Here are some statements I think to be true (please correct me if I'm wrong):
the DOM is a collection of interfaces specified by W3C.
when parsing HTML source code, the browser creates a DOM tree which has nodes that implement DOM interfaces.
the ECMAScript spec has no reference of browser host objects (DOM, BOM, HTML5 APIs etc.).
how the DOM is actually implemented depends on browser internals and is probably different among most of them.
modern JS interpreters use JIT to improve the code performance and translate it to bytecode
I am curious about what happens behind the scenes when I call document.getElementById('foo'). Does the call get delegated to browser native code by the interpreter or does the browser have JS implementations of all host objects? Do you know about any optimizations they do in regard to this?
I read this overview of browser internals but it didn't mention anything about this. I will look through the Chrome and FF source when I have time, but I thought about asking here first. :)
All of your bullet points are correct, except:
modern JS interpreters use JIT to improve the code performance and translate it to bytecode
should be "...and translate it to native code". SpiderMonkey (the JS engine in Firefox) worked as a bytecode interpreter for a long time before the current JS speed arms race.
On Mozilla's JS-to-DOM bridge:
The host objects are typically implemented in C++, though there is an experiment underway to implement DOM in JS. So when a web page calls document.getElementById('foo'), the actual work of retrieving the element by its ID is done in a C++ method, as hsivonen noted.

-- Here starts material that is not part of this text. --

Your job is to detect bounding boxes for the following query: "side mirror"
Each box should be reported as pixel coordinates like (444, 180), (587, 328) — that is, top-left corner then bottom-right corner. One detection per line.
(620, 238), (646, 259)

The specific way the underlying C++ implementation gets called depends on the API and also changed over time (note that I'm not involved in the development, so might be wrong about some details, here's a blog post by jst, who was actually involved in creating much of this code):
At the lowest level every JS engine provides APIs to define host objects. For example, the browser can call JS_DefineFunctions (as demonstrated in the SpiderMonkey User Guide) to let the engine know that whenever script calls a function with the specified name, a provided C callback should be called. Same for other aspects of the host objects (e.g. enumeration, property getters/setters, etc.)
For the core ECMAScript functionality and in some tricky DOM cases the JS engine/the browser uses these APIs directly to define host objects and their behaviors, but it requires a lot of common boilerplate code for e.g. checking parameter types, converting them to the appropriate C++ types, error handling etc.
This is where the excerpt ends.